We speak. We write. We create works of art. All the while, we try to have confidence that the effects we intended will register with audiences. If it were only so.
In theory, communication looks so straightforward. When we address others we pass on what we assume are clear ideas with unambiguous meanings. We want to have confidence that the effects we intended will actually register.
Its not so easy. Shared meaning as a requisite of clear understanding is harder to achieve than we imagine. It turns out that we aren’t very good at transferring even simple information or individual preferences to others. Consider a simple case. A Huffington Post reporter noted that a Spanish language version of the President’s recent State of the Union Address missed a lot. In one case, where Obama used the phrase “I couldn’t be prouder of them,” the Spanish translation was, more or less, “I couldn’t feel masses proud of it.” It was a simple mistake, but anyone converting one language to another knows that perfect equivalency is illusive. All communication is translation. Even when the language remains the same, there is always an interpretive function which requires that the words pass through the filter of our experiences.

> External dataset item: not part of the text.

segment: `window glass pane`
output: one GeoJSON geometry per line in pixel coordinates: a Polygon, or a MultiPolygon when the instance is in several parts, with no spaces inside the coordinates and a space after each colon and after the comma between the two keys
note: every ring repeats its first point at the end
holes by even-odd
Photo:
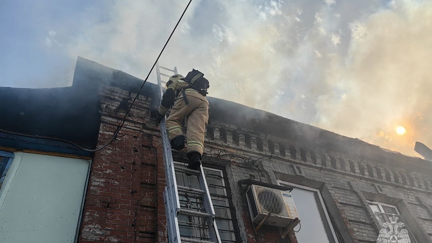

This doesn’t mean that we are always in a solipsistic fog. Some statements are relatively obvious and can produce a quick consensus. “Turn right” is not a vague command, but it can be ambiguous if the sender and receiver are facing each other. Similarly, statements like “He failed algebra in high school” or “She dislikes liver and onions” are mostly concrete and stipulative: two features shared with most kinds of mathematical statements. In math, common agreement about basic terms leaves little room for confusion. Yet, even moving to the slightly more complex task of naming simple objects can be problematic, especially if it’s the case that my idea of a “camera” is one that uses film and yours is the digital device in your phone.
These simple challenges with individual words are heightened when we scale up to the meanings of cultural products like a speeches, songs or movies. At this level the hope for uniformity of meaning pretty much goes out the window. For example, ask someone what songs on their music player, and you will get a list of favorites that are likely to be more personal than communal. What means so much to one enthusiast is often unlistenable to another. Young adults are especially tuned to hit the scorn button when they hear the favorites of older family members. I can still see my parents brace themselves for the inevitable taunt if I passed nearby when they were listening to completely uncool music. Similarly, in the presence of my favorites our children return the favor with polite silence. (Who could not love jazz played on steel drums?)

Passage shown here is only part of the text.